Alumna’s Film To Be Featured on KERA TV

By Margaux Nersesian, Strategic Communication major, Class of 2021

The poster for the student-produced film, "76105: Dr. King Won't Rise."76105: Dr. King Won’t Rise, a student-produced documentary directed by TCU alumna Brittney Cech ‘18, will be featured in a Frame of Mind episode on KERA TV at 10:30 p.m. November 12. There will also be a director’s roundtable discussion for the film at 7:30 p.m. November 2 via Zoom.

This documentary is centered around the brotherhood of CommUnity Frontline, an organization that works to repair police and race relations in the Stop 6 community in Fort Worth. Cech describes the documentary as “A story about a group of men who started off in the most compromising of circumstances and [didn’t let] those circumstances tether them down to the stereotype. Instead, they took their upbringing and used it as a tool to help others.”

76105 was produced in instructor Charity Robinson’s Documentary Production course in the fall of 2017. Its production team consisted of 10 TCU film, television and digital media majors in addition to Cech. Instructor Robinson chose CommUnity Frontline as the topic for the documentary and allowed the students to decide the angle of the documentary. Instructor Robinson explains: “The purpose of the assignment was to give students hands-on experience in documentary production while simultaneously participating in a service-learning project.” The FTDM department provided the students with all necessary documentary production equipment and resources to accomplish 76105.

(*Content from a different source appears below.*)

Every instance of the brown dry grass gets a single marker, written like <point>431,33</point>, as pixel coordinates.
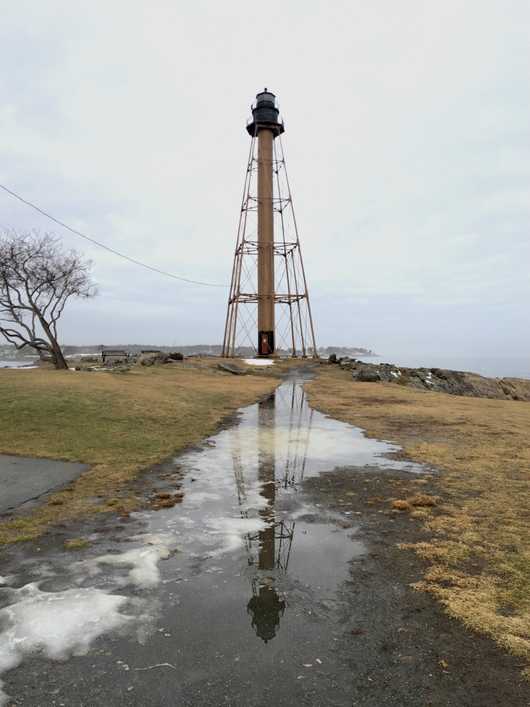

Cech and the production team’s main goal for the documentary was to accurately represent CommUnity Frontline as an organization and elicit an emotional response from the audience. While a self-identified perfectionist, Cech admits, “this experience taught me that the best moments captured are imperfect.” Throughout the collaborative four-month production process, the documentary turned its focus to the stories and community action of four lifelong friends from Stop 6 — Quinton Phillips, Franklin Moss, Dante Williams and Derek Carson.

Its 2017 premiere filled the 300-seat BLUU Auditorium. Since that time, it has been showcased in film festivals including the Lone Star Film Festival and Fort Worth Indie Film Showcase. It was also featured as part of the inaugural Fort Worth Racial Equity Summit and the 2019 Fort Worth Martin Luther King Parade and Rally. The documentary addresses the prevalent and sensitive topic of racial inequality in America, and although the film features footage from the 2014 Ferguson riots and protests, Cech explains, “It’s timeless, because it broaches the issues of police brutality and race relations in such a personable way that doesn’t have people cringing away because they feel put down or threatened by what’s happening.”

Cech is proud of the recognition the documentary has received as it achieved her goal to create dialogue about these issues within various socio-economic classes. Cech says, “I want 76105 to be the spark needed for people to open their eyes to their own privileges and stop being bystanders in a time where being a bystander is just as bad as being the aggressor.”

The documentary gets its title from Dante Williams, the founder of CommUnity Frontline. As Williams says in the film, “We kinda raised each other, we taught each other, we showed each other, we were those men, and one thing that we coined with each other is MLK is not raising from the grave, Malcolm X is not raising from the grave, it’s going to be up to us to make whatever change whatever impact we need to happen.”